Saturday, August 8, 2009
Baby in tow: Childcare
This has to be the single biggest issue that restricts female faculty participation in conferences. While some societies have made efforts in helping with this, it's few and far between...and expensive. I did not go to my "big" national society meeting this spring, mainly because of childcare issues.
Here are some possible options:
1. Bring someone with you. The most common version of this is bringing a spouse to the meeting. However, if your spouse has limited time off or you have other children at home (particularly those that are in school), this might not be an option. A grandparent is another person to ask, especially if they're retired and enjoy traveling. There may also be a college age niece, nephew, cousin or friend.
The disadvantage to bringing someone with you is paying for their plane ticket. If you're not comfortable sharing a room with them, you might also have to pay for their room, in addition to pay (if it's a hired babysitter). This option can get expensive.
2. Find someone there. I've done this both times I've brought a baby with me to a meeting. Though nerve wracking, it can be done. So how do you find someone there?
a) If you're lucky, the conference will provide a list of babysitters. These may be pricey (the last conference I went to with suggested baby sitters had an hourly fee of $20/hr!) but they've generally been bonded/certified/etc.

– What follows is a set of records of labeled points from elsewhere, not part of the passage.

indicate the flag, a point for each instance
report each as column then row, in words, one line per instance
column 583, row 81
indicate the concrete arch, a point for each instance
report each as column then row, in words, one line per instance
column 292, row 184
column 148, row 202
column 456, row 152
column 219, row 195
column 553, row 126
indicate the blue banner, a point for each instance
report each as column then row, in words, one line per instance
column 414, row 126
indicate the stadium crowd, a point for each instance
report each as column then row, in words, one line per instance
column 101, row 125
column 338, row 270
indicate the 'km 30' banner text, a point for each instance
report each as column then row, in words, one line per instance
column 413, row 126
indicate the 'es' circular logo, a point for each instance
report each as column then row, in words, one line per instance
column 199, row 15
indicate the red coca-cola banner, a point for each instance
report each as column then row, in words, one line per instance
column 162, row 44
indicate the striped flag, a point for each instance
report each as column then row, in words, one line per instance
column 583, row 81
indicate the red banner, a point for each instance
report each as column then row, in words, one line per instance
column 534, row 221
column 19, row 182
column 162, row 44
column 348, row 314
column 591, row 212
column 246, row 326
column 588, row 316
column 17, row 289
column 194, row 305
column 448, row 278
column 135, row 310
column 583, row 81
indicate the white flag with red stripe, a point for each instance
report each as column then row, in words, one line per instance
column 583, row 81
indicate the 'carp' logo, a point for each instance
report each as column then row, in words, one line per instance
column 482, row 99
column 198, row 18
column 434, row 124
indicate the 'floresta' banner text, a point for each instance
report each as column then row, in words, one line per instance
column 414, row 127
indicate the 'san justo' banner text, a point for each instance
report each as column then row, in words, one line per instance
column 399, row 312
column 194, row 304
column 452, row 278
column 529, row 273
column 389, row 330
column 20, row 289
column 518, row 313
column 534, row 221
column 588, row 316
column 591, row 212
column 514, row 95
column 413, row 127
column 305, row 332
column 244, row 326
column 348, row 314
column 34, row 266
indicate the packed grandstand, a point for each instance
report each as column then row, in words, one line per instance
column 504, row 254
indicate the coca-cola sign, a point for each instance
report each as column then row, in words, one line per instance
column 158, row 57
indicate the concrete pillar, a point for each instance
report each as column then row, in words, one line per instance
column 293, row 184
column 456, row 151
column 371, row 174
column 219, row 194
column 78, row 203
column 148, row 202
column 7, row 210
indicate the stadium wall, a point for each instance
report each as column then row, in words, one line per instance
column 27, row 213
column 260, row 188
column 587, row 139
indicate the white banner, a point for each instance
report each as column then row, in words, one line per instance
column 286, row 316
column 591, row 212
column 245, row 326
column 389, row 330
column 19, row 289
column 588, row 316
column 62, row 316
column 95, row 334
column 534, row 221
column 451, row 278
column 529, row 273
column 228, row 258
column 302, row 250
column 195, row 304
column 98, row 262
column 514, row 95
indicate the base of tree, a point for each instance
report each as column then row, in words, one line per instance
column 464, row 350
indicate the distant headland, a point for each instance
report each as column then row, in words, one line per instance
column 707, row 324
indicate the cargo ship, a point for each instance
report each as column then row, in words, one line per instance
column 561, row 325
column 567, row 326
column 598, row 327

b) Drop in daycare centers. Many cities have drop in daycare centers. These are generally licensed, so they will meet state standards on child:provider ratios and general care. Bright Horizons offers drop in care in a variety of cities. You will need to call ahead and see if they take reservations, how often they fill up, what kinds of registration forms you need to fill out (preferably ahead of time), and what you need to provide for your child. The disadvantage is travelling between the childcare center and the conference can eat a significant part of your time.
c) University daycare centers The first confence I brought a baby to was at a university. I called the university daycare, and they happened to have a slot for the week I needed due to a vacation. If they don't have openings, they may have local providers they can recommend.
d) Private individuals. You can find one of these just like you would find one at home, though you have the distinct disadvantage of not being able to visit them in person or use word of mouth referrals. You will need to conduct an extensive phone interview and check references. A couple of possible ways of finding individuals include newspaper want ads, state licensed provider lists, and college student employment services.
This trip I had a college student watch Chiquita during the meeting. I could not have asked for a better alignment of the planets--a colleague sent a general e-mail on behalf of his daughter, who was looking for odd jobs before returning to the city where my conference is. She happened to be available, so I had the triple advantage of meeting her before I left, strong personal recommendations, and had great flexibility. At break times I would call and meet her, and I gave her the keys to my room so Chiquita could nap in a consistent setting.
e) Trying to do it yourself. Unless your baby is very young (less than four months) and is a good sleeper in a stroller/car seat/carrier, I would not recommend this option. You'll probably end up roaming the halls outside the speaker you really want to hear and end up either being a distraction or incredibly frustrated. It's also not fair to ask your students to watch the baby--that's not why they came to the meeting.
If you've brought a baby to a conference, what childcare solution did you find?